The proposed workflow relies on a two-step procedure on the images of the brake calipers: first, the background is removed from the image; second, the geometry is inspected to identify possible defects. These two steps are accomplished thanks to two dedicated neural network models, an encoder-decoder and an encoder network, respectively. Training of these neural networks typically requires a large number of representative images for the problem. Given that, one such database is not always readily available, we have presented and discussed an alternative methodology for the generation of the input database using 3D renderings. While integration of the database with real photographs was required for optimal results, this approach has allowed fast and flexible generation of a large base of representative images. The pre-processing steps required for data feeding to the neural networks and their training has been also discussed.

Several models have been tested and evaluated, and the best one for the considered case identified. The obtained accuracy for defect identification reaches \(\sim \) 99% of the tested cases. Moreover, the response of the models is fast (in the order of few seconds) on each image, which makes them compliant with the most typical industrial expectations.
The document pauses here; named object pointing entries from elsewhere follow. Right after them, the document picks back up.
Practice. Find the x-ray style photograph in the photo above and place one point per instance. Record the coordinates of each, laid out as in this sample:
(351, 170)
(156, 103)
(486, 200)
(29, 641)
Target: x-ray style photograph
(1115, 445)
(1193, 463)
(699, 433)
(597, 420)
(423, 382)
In order to provide a practical example of possible energy savings when implementing the proposed ML-based methodology for quality control, we have analyzed three perspective industrial scenarios: a baseline scenario, where quality control tasks are performed by a human inspector; a hybrid scenario, where the proposed ML automatic detection tool assists the human inspector; a fully-automated scenario, where we envision a completely automated defect inspection. The results show that the proposed tools may help increasing the Overall Equipment Effectiveness up to \(\sim \) 10% with respect to the considered baseline scenario. However, a sensitivity analysis on the speed of the production line and on the accuracy of the human inspector has also shown that the automated inspection could be superfluous or even detrimental in those cases where human accuracy and assembly speed are very high. In these cases, reducing the time required for quality control can be expected to be the major controlling parameter (beyond accuracy) for optimization.

Overall the results show that, with a proper tuning, these models may represent a valuable resource for integration into production lines, with positive outcomes on the overall effectiveness, and thus ultimately leading to a better use of the energy resources. To this, while the practical implementation of the proposed tools can be expected to require contained investments (e.g. a portable camera, a dedicated workstation and an operator with proper training), in field tests on a real industrial line would be required to confirm the potential of the proposed technology.